The General Epistles
After the 13 Pauline Epistles, we have the General Epistles consisting of Hebrews, James, I and II Peter; I, II, III John, Jude and then the book of Revelation (no s). It is not the revelation of John as most people think. It is the Revelation of Jesus Christ told by John. Some people are afraid to read the book of Revelation and that’s exactly what the devil wants.
The book tells us about 7 times that we are blessed if we read it. So get busy, read the book of Revelation and find out what will happen to us during the end times. There is nothing scary about the book at all. It does contain a lot of symbols, numbers, and figurative language. Find out the reason for the book, the theme of the book and the lessons the book teaches. A good Bible teacher can surely help you understand the lessons you are to learn from the book
In order to understand the Bible, you must know something about the author’s background. Find out what was happening in his life and what was happening in his surroundings at the time of the writing. For instance, Paul never wrote anything that didn’t need to be addressed.
Book of Revelation
The Book of Revelation is the last book in the Bible. It is a book about end-time events as told by John as he was on the Isle of Patmos. He looked up to heaven, and it was revealed to him what would happen during the last days.

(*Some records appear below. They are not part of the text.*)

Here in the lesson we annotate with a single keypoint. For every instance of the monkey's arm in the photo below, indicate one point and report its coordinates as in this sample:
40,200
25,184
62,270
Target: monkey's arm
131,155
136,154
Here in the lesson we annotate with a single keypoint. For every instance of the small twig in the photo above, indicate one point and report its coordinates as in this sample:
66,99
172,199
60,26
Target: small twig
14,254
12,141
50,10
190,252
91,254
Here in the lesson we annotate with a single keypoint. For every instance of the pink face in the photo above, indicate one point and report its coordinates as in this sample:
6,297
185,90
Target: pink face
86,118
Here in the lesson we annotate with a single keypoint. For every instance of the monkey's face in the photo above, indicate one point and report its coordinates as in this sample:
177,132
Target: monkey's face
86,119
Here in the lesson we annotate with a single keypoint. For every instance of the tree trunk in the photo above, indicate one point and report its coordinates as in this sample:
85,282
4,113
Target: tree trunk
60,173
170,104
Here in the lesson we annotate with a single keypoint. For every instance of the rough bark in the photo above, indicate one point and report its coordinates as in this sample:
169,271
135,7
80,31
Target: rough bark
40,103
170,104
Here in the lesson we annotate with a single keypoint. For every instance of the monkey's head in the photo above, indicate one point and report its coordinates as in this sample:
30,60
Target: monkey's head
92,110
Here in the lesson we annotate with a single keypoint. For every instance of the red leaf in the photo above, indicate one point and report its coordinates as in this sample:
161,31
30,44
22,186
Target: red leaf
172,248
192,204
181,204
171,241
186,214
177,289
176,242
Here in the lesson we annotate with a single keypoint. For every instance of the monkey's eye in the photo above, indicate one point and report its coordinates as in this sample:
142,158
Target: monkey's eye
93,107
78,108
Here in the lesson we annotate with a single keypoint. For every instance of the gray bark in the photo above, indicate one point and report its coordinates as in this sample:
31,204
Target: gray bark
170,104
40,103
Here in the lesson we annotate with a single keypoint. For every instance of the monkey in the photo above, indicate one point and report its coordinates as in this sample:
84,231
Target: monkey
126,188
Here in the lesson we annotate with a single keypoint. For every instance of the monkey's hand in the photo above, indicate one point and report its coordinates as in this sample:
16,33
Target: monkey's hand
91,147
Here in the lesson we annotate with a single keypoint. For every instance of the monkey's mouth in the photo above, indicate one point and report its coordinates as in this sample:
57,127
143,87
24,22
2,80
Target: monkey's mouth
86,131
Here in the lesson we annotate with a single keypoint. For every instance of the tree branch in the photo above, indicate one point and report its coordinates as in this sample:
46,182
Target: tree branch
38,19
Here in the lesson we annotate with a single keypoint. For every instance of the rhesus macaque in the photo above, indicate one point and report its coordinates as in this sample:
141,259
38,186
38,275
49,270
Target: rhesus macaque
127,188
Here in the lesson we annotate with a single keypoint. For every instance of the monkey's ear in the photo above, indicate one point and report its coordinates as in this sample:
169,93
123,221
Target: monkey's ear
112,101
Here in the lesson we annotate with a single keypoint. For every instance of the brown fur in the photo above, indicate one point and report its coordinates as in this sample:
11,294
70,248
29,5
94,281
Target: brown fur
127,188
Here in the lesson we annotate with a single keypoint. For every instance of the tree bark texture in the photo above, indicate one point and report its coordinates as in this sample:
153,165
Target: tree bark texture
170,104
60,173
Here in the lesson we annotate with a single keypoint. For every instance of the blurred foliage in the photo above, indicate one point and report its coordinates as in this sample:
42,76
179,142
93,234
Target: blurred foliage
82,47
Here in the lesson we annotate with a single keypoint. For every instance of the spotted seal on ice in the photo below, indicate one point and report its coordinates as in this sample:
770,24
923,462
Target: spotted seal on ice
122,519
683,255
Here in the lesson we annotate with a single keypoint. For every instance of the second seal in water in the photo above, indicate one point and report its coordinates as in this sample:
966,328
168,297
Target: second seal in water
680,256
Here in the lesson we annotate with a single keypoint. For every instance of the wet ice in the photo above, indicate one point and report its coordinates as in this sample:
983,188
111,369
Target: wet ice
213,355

Daniel in the Old Testament is the counterpart to Revelation because they are the only two books with information about what will happen during the last days. Readers will get a good idea of what heaven is like and what awaits them in heaven.
Broadcast: How to Understand the Bible
Rev. Margaret Minnicks gives guidelines and tips for understanding the Bible. You will be amazed that you will learn in just 30 minutes how to study and enjoy the Bible. Nov 10 2010
Baldwin Henley on January 14, 2014:
Very informative, I do appreciate the many opportunities to learn, grow and grasp the spriptural insights availing for better understanding.
Dian'swords4u from North Carolina on January 22, 2011:
I'm new also. So I welcome you to this site as a new comer.
Margaret Minnicks (author) from Richmond, VA on January 22, 2011:
Thank you so much for your comment. I'm new here, so that makes me feel good.
Dian'swords4u from North Carolina on January 20, 2011:
That was a wonderful hub. God Bless You in your work. Thank you so much for speaking up. I feel the same way that you do about the Bible. If I were to have to give all my books up but one, I would definitely keep my Bible. It is the only book I have with the complete truth about life and all the answers that I need to keep living my life. Gave you a vote up.